Jill Wihebrink, 34, and Nancy Lafferty, 53, are ex-partners whose son was conceived by Wihebrink through artificial insemination, then adopted by Lafferty.
While some judges recognize such relationships, Indiana law does not. As a result, problems can arise when relations sour.
“Typically, adoption cuts all the ties between the birth mother and the child,” explains Maria Lopez, who teaches family law at the Indiana University School of Law-Indianapolis. “They call it the death penalty . . . because that’s it. It’s over.”
But the case today in Hamilton Superior Court 2 is not typical. It’s new ground for Judge Bernard L. Pylitt, who will decide how traditional family law applies to a nontraditional family.
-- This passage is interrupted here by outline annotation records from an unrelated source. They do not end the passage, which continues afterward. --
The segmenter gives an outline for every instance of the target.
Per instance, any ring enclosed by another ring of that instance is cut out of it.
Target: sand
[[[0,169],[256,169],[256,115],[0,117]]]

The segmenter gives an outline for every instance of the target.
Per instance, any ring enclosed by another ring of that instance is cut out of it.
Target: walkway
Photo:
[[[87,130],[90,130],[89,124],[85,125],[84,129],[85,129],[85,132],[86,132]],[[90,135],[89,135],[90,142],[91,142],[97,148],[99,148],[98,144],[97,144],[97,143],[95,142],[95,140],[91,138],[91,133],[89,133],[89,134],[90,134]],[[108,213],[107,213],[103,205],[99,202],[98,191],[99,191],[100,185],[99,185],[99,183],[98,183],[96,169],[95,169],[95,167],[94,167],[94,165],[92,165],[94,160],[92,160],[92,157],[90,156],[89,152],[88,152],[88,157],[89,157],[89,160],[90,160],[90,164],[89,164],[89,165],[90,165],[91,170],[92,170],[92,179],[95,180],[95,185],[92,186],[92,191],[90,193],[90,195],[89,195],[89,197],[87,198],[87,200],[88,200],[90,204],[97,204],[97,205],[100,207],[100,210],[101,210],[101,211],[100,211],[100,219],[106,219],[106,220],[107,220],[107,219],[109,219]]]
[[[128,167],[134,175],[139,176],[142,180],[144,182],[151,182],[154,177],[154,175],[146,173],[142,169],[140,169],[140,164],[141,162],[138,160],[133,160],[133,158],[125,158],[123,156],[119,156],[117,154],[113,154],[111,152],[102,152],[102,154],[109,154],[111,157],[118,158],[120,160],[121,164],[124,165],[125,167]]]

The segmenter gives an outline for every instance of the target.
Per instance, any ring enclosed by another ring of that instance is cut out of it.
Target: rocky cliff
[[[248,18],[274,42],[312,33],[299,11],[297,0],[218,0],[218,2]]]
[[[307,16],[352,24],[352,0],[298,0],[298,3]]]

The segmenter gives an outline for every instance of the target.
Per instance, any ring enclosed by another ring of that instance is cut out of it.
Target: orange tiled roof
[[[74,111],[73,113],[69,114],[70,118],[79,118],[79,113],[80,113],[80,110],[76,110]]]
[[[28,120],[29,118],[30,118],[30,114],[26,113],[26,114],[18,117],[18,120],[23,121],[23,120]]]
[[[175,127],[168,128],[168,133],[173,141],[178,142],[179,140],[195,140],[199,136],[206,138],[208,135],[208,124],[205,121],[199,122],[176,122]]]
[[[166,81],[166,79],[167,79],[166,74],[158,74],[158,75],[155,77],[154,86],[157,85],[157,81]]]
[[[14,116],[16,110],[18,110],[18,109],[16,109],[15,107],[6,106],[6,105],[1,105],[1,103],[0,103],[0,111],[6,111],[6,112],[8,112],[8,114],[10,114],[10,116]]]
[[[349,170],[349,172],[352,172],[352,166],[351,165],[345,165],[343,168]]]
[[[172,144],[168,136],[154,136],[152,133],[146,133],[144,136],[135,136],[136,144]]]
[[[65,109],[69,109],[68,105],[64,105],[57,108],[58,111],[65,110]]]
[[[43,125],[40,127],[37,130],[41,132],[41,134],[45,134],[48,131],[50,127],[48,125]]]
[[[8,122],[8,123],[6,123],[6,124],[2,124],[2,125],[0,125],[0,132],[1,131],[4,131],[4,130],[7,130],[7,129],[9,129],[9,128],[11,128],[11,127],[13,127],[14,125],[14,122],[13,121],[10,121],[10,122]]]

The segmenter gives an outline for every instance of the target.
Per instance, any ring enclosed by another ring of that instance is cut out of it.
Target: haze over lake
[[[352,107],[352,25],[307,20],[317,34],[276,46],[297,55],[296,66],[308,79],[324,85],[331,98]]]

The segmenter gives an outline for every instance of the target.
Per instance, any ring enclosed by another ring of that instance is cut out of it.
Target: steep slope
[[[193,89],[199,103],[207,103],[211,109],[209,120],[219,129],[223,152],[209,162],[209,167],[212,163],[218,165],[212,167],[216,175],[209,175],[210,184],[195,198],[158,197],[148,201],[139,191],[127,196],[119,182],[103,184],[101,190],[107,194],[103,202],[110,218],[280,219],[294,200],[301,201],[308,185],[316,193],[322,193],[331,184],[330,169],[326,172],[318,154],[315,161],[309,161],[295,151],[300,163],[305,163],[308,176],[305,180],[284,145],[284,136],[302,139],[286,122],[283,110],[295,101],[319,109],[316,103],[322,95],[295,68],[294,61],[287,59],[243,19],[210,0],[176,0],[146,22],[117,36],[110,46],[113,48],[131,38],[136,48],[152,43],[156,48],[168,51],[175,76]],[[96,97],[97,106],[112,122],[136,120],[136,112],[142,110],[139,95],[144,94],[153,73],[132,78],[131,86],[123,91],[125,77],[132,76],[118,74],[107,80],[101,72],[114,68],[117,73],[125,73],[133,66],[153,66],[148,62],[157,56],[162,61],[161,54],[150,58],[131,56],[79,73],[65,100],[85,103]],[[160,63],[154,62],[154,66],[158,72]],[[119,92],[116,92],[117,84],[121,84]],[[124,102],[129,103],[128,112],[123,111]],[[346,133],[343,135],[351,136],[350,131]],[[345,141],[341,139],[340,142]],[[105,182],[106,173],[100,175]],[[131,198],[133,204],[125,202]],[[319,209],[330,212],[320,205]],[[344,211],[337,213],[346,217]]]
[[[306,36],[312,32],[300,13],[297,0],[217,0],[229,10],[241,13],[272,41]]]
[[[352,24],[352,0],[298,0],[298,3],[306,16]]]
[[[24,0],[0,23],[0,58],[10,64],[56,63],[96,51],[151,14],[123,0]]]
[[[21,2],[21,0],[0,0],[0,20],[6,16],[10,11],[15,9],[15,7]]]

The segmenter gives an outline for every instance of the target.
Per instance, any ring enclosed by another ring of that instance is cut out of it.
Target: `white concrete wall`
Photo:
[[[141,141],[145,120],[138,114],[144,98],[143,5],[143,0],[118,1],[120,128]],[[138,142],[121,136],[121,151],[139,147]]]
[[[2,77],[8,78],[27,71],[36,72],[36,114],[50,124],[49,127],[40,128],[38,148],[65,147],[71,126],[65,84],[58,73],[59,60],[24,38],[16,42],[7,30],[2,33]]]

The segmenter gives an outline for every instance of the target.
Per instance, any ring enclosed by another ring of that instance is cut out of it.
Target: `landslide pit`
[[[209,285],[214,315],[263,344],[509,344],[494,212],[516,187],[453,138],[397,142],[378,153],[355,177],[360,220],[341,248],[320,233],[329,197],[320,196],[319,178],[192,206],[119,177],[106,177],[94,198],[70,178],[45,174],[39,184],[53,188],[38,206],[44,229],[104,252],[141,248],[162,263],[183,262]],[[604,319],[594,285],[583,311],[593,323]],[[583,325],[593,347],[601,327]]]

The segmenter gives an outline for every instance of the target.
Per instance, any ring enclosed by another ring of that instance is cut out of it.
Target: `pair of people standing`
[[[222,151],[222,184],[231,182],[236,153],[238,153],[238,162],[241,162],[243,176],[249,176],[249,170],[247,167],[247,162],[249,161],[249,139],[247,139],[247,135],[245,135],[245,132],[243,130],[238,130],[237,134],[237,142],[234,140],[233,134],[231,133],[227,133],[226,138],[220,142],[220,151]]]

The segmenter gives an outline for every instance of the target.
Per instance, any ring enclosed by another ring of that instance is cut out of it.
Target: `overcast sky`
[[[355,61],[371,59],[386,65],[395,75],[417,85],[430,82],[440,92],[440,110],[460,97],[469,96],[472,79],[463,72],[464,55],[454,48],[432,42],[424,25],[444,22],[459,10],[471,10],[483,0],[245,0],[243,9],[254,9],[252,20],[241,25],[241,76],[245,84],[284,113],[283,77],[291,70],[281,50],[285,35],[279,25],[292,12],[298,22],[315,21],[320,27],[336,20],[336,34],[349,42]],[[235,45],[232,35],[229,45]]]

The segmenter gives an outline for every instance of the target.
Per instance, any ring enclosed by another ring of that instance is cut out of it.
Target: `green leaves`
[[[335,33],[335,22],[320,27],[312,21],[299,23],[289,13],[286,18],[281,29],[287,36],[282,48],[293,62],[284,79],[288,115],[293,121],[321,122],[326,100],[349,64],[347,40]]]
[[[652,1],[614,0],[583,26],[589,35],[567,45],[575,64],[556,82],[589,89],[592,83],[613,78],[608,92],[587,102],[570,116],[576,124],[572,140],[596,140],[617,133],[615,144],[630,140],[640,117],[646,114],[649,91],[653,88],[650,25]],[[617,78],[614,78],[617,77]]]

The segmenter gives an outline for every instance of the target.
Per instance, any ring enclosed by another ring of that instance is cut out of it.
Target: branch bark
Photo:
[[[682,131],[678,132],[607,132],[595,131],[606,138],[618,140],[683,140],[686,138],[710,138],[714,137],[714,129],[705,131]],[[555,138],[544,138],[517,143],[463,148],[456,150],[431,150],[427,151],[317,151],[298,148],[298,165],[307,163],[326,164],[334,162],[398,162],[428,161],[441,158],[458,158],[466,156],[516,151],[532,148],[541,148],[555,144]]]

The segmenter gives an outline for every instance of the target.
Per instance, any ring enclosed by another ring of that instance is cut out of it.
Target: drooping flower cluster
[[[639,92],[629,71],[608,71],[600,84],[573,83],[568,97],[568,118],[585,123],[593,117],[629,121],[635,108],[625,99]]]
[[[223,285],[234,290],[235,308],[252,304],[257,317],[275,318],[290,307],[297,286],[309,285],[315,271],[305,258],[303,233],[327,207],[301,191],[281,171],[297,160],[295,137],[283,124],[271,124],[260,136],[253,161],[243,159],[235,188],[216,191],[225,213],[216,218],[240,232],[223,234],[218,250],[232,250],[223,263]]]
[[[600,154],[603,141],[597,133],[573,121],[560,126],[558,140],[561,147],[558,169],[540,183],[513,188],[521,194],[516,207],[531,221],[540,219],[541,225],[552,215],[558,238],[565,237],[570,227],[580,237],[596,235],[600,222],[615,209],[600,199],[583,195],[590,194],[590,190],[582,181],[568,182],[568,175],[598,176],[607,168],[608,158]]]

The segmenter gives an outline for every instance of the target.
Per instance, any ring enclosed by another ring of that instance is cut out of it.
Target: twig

“The issue here is, ‘How do you address custody?’ ” said attorney Allan W. Reid, who represents Lafferty. “Everybody acknowledges there is no law that applies to this situation.”
From a legal perspective, the problem began when a Tippecanoe County judge authorized the couple’s joint parenting with an adoption decree. A letter-of-the-law interpretation of the adoption statute does not allow it.
The potential for complications grew when Lafferty, a former English instructor at Ball State University, petitioned the Hamilton County court for a child custody order not technically allowed for unmarried parents. She had wanted to ensure her position as the custodial parent after Wihebrink was imprisoned for reckless homicide following a fatal drunken-driving accident.
The couple’s joint request also specified regular visitation rights to maintain Wihebrink’s parenting time while behind bars.
“That’s one of the ambiguities here,” said Reid. “In theory, both of them have custody. What we were seeking was just a recognition that Jill is in prison, Nancy is now the custodial parent.”
The lag in legislation to recognize the nontraditional family situations that modern-day judges must address is a growing challenge for courts nationwide.